The only way out of this mess, experts said, is to run a whole new trial comparing Vascepa (or its generic equivalent, icosapent ethyl) with something everyone agrees is a true placebo—one that we can be confident doesn’t harm people. Manson is leading a team applying for NIH funding to run such a study. (She said that Amarin told her it was not open to a replication trial and that the company declined to fund three related studies. When I asked Amarin about this, the company told me it would not replicate REDUCE-IT, because the outcomes “read out robustly,” and that it does not publicly discuss research proposals from third parties.) The study would also investigate a pair of promising leads turned up by her own major study, an ongoing project that has found that although Omega-3 did very little for the population as a whole, it might have considerable benefits for Black people and people who don’t eat much fish.
In the meantime, doctors are unlikely to ditch Vascepa, Clifford Rosen, a professor at Tufts University School of Medicine, told me. In the first quarter of 2022, Amarin sold nearly $100 million worth of the drug, which is its only product. “There’s such momentum to use this agent that until the next study comes around, I think there’s still going to be widespread use,” Rosen said. To his point: In 2019, the American Diabetes Association recommended icosapent ethyl for certain patients as part of its official standards of care, based explicitly on the REDUCE-IT results. Since the publication of the Circulation paper, the ADA has made no move to withdraw that recommendation. (When I asked whether the group is considering doing so, its chief scientific and medical officer said only that it had “followed the evidence based on what was available at the time.”)

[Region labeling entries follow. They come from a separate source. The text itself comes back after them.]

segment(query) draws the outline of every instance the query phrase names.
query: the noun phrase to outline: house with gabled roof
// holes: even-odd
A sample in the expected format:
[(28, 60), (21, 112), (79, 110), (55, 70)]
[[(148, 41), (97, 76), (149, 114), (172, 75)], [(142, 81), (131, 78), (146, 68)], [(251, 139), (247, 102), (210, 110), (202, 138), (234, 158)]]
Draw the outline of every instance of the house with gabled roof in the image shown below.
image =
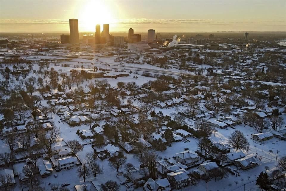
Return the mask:
[(149, 178), (143, 187), (143, 191), (170, 191), (171, 184), (167, 178), (158, 178), (155, 180)]

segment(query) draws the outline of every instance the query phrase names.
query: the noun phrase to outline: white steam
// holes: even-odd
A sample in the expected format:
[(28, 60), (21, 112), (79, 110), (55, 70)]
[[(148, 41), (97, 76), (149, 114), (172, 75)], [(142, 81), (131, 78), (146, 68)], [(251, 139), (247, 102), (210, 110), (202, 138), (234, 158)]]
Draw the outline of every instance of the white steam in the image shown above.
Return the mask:
[(165, 42), (163, 43), (163, 46), (167, 46), (168, 44), (169, 44), (169, 41), (165, 41)]
[(169, 43), (168, 45), (168, 48), (173, 47), (175, 44), (176, 44), (180, 42), (180, 41), (181, 40), (181, 38), (179, 37), (178, 37), (177, 38), (177, 35), (175, 35), (173, 37), (173, 41)]

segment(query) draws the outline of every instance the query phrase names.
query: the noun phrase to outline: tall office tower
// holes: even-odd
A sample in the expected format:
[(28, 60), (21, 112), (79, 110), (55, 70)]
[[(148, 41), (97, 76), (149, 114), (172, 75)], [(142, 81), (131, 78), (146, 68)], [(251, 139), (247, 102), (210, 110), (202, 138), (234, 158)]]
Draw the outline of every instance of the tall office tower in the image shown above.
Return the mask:
[(107, 42), (109, 41), (109, 24), (103, 24), (103, 34), (105, 37), (105, 40)]
[(244, 33), (244, 37), (243, 38), (244, 40), (248, 40), (248, 33)]
[(69, 19), (69, 41), (72, 44), (78, 43), (78, 20)]
[(64, 35), (63, 34), (60, 35), (60, 43), (62, 44), (66, 44), (69, 42), (69, 35)]
[(114, 37), (114, 46), (116, 47), (122, 47), (124, 45), (124, 37), (119, 36)]
[(97, 44), (100, 44), (100, 25), (97, 24), (95, 27), (95, 34), (94, 35), (94, 43)]
[(147, 37), (148, 42), (153, 42), (155, 39), (155, 30), (154, 29), (148, 29)]
[(197, 45), (205, 45), (206, 44), (205, 40), (197, 40)]
[(129, 29), (129, 30), (128, 30), (128, 39), (131, 39), (134, 34), (134, 30), (131, 28)]
[(193, 44), (194, 38), (188, 38), (188, 44)]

Not that this state of affairs is particularly novel. We’ve known for years that fish-oil supplements have virtually no benefits for your average, healthy person, Pieter Cohen, a professor at Harvard Medical School, told me. That hasn’t stopped tens of millions of Americans from popping the pills every day. “People just love to take supplements,” Rosen said. “It’s religiosity … It’s magical thinking.” Vascepa is an FDA-approved drug, not merely a supplement, but in some ways the line isn’t all that clear. The dosage is certainly higher, the packaging is certainly better, and the regulations are certainly stricter. But if you don’t understand the biological mechanism behind either the drug or the supplement—and scientists do not—that makes it tough to assert with any confidence that they’re fundamentally distinct.
“If you don’t know how something works—like you have no idea how it works—it’s hard to say that they’re different!” Bazinet told me. “Because it could just be a little bit more of the same mechanism. It’s not clear.” When it comes to fish oil, very little is.